Cette dissolution immédiate ne serait d'ailleurs en pratique pas tant dans le cas d'une cohabitation claire (refaire des élections qu'on vient de perdre est rarement une bonne idée, sauf si le résultat est une surprise peut-être, sinon il a vocation à être répété) que dans celui d'une majorité introuvable d'emblée.

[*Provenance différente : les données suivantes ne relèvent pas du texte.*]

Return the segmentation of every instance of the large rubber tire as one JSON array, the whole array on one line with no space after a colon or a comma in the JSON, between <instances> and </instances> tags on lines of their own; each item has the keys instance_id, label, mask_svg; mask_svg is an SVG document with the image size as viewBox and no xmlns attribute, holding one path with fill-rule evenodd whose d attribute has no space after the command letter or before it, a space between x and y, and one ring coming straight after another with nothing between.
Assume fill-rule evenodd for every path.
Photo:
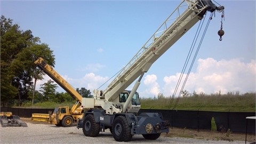
<instances>
[{"instance_id":1,"label":"large rubber tire","mask_svg":"<svg viewBox=\"0 0 256 144\"><path fill-rule=\"evenodd\" d=\"M61 125L64 127L70 127L73 124L73 119L71 116L65 116L61 120Z\"/></svg>"},{"instance_id":2,"label":"large rubber tire","mask_svg":"<svg viewBox=\"0 0 256 144\"><path fill-rule=\"evenodd\" d=\"M95 121L93 115L87 115L83 120L83 132L85 136L95 137L100 133L100 124Z\"/></svg>"},{"instance_id":3,"label":"large rubber tire","mask_svg":"<svg viewBox=\"0 0 256 144\"><path fill-rule=\"evenodd\" d=\"M58 124L55 124L55 125L56 125L57 126L62 126L62 124L61 124L61 123Z\"/></svg>"},{"instance_id":4,"label":"large rubber tire","mask_svg":"<svg viewBox=\"0 0 256 144\"><path fill-rule=\"evenodd\" d=\"M124 116L117 117L113 122L112 134L117 141L129 141L132 137L131 134L131 126Z\"/></svg>"},{"instance_id":5,"label":"large rubber tire","mask_svg":"<svg viewBox=\"0 0 256 144\"><path fill-rule=\"evenodd\" d=\"M143 137L147 140L156 140L161 135L161 133L142 134Z\"/></svg>"}]
</instances>

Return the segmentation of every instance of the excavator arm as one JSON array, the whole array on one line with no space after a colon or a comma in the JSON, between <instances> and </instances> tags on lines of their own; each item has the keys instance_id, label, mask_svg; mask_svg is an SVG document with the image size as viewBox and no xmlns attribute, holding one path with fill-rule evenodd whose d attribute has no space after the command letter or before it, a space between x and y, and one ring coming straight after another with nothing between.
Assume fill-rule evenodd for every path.
<instances>
[{"instance_id":1,"label":"excavator arm","mask_svg":"<svg viewBox=\"0 0 256 144\"><path fill-rule=\"evenodd\" d=\"M73 105L70 109L71 113L75 111L77 108L81 106L83 97L51 66L48 65L42 58L39 58L34 62L34 63L37 65L40 69L44 71L44 73L58 83L70 95L76 99L77 102Z\"/></svg>"}]
</instances>

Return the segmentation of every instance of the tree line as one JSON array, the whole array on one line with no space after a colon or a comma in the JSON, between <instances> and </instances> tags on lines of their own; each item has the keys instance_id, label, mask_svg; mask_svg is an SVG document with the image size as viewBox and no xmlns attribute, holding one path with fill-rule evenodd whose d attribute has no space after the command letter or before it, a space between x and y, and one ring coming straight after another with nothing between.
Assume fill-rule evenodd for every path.
<instances>
[{"instance_id":1,"label":"tree line","mask_svg":"<svg viewBox=\"0 0 256 144\"><path fill-rule=\"evenodd\" d=\"M36 82L45 75L34 62L43 58L53 67L55 65L53 51L49 45L34 36L30 30L23 30L13 20L1 17L1 104L22 106L25 102L51 101L62 102L73 100L67 92L57 92L58 86L49 80L36 90ZM91 97L90 90L77 88L83 97Z\"/></svg>"}]
</instances>

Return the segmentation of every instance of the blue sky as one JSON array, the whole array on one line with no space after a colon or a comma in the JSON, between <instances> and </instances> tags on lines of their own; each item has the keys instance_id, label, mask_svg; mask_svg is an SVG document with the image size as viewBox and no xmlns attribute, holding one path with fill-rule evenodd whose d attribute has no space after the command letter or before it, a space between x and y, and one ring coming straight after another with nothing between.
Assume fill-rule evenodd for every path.
<instances>
[{"instance_id":1,"label":"blue sky","mask_svg":"<svg viewBox=\"0 0 256 144\"><path fill-rule=\"evenodd\" d=\"M49 45L55 69L74 87L92 93L127 64L180 2L1 1L1 13ZM221 13L217 12L184 89L207 94L255 92L255 2L217 2L225 7L223 40L217 35ZM138 90L141 97L173 94L197 26L144 75ZM49 79L38 82L37 89ZM57 91L64 91L60 86Z\"/></svg>"}]
</instances>

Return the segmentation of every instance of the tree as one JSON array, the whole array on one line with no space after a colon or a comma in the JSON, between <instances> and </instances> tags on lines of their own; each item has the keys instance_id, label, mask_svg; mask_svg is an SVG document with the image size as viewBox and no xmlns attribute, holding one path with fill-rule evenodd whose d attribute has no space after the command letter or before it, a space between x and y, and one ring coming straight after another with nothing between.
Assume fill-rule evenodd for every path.
<instances>
[{"instance_id":1,"label":"tree","mask_svg":"<svg viewBox=\"0 0 256 144\"><path fill-rule=\"evenodd\" d=\"M57 92L56 98L58 98L57 102L62 103L63 102L69 102L75 100L67 92Z\"/></svg>"},{"instance_id":2,"label":"tree","mask_svg":"<svg viewBox=\"0 0 256 144\"><path fill-rule=\"evenodd\" d=\"M33 104L36 81L42 79L44 74L34 61L41 57L53 66L53 51L34 37L31 30L24 31L17 24L13 25L10 18L2 15L1 26L1 102L11 103L14 101L10 100L18 99L20 106L22 99L29 98L28 93L33 87Z\"/></svg>"},{"instance_id":3,"label":"tree","mask_svg":"<svg viewBox=\"0 0 256 144\"><path fill-rule=\"evenodd\" d=\"M58 86L54 84L54 82L50 79L41 85L39 91L43 95L44 101L58 102L58 98L56 97L56 89Z\"/></svg>"},{"instance_id":4,"label":"tree","mask_svg":"<svg viewBox=\"0 0 256 144\"><path fill-rule=\"evenodd\" d=\"M80 94L83 98L92 98L93 96L91 94L90 90L87 90L84 87L81 87L81 90L79 88L76 88L76 91Z\"/></svg>"}]
</instances>

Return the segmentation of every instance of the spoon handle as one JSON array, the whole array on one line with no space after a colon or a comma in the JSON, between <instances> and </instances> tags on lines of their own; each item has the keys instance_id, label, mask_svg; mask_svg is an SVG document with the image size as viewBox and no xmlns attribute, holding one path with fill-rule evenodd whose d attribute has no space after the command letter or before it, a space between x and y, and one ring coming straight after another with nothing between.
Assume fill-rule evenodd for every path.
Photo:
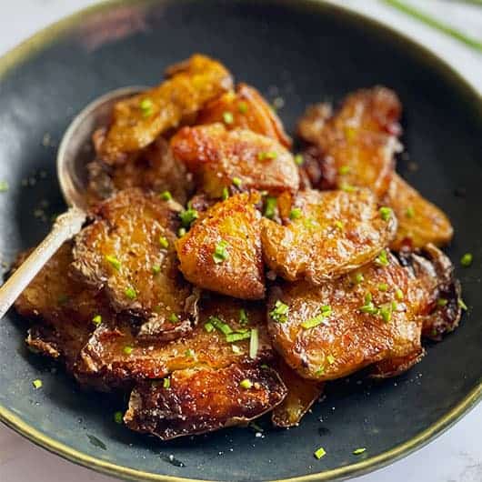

Le référendum "article 11" a besoin de l'appui du gouvernement mais pas du Parlement. C'est ainsi (il me semble) que de Gaulle a pu faire poser la question de l'élection au suffrage direct. Le Parlement, enjambé, avait d'ailleurs réagi en censurant le gouvernement. Et le Président avait dissout l'Assemblée et re-nommé le même Premier Ministre...

Re: Une nouvelle cohabitation ?

MessagePosté: Jeu 18 Mai 2017 14:03
de ploumploum
cevenol30 a écrit:Le référendum "article 11" a besoin de l'appui du gouvernement mais pas du Parlement. C'est ainsi (il me semble) que de Gaulle a pu faire poser la question de l'élection au suffrage direct. Le Parlement, enjambé, avait d'ailleurs réagi en censurant le gouvernement. Et le Président avait dissout l'Assemblée et re-nommé le même Premier Ministre...


En cohabitation pure et comme je l'ai dit un peu plus haut, l'usage de l'article 11 doit se faire en accord avec le Gvt et donc implicitement avec la majorité qui le soutient à l'AN.

ET effectivement l'exemple de 62 montre que même en cas de "majorité présidentielle", le risque zéro (du conflit des pouvoirs) n'existe pas : le Parlement peut "voter" sur l'usage du référendum.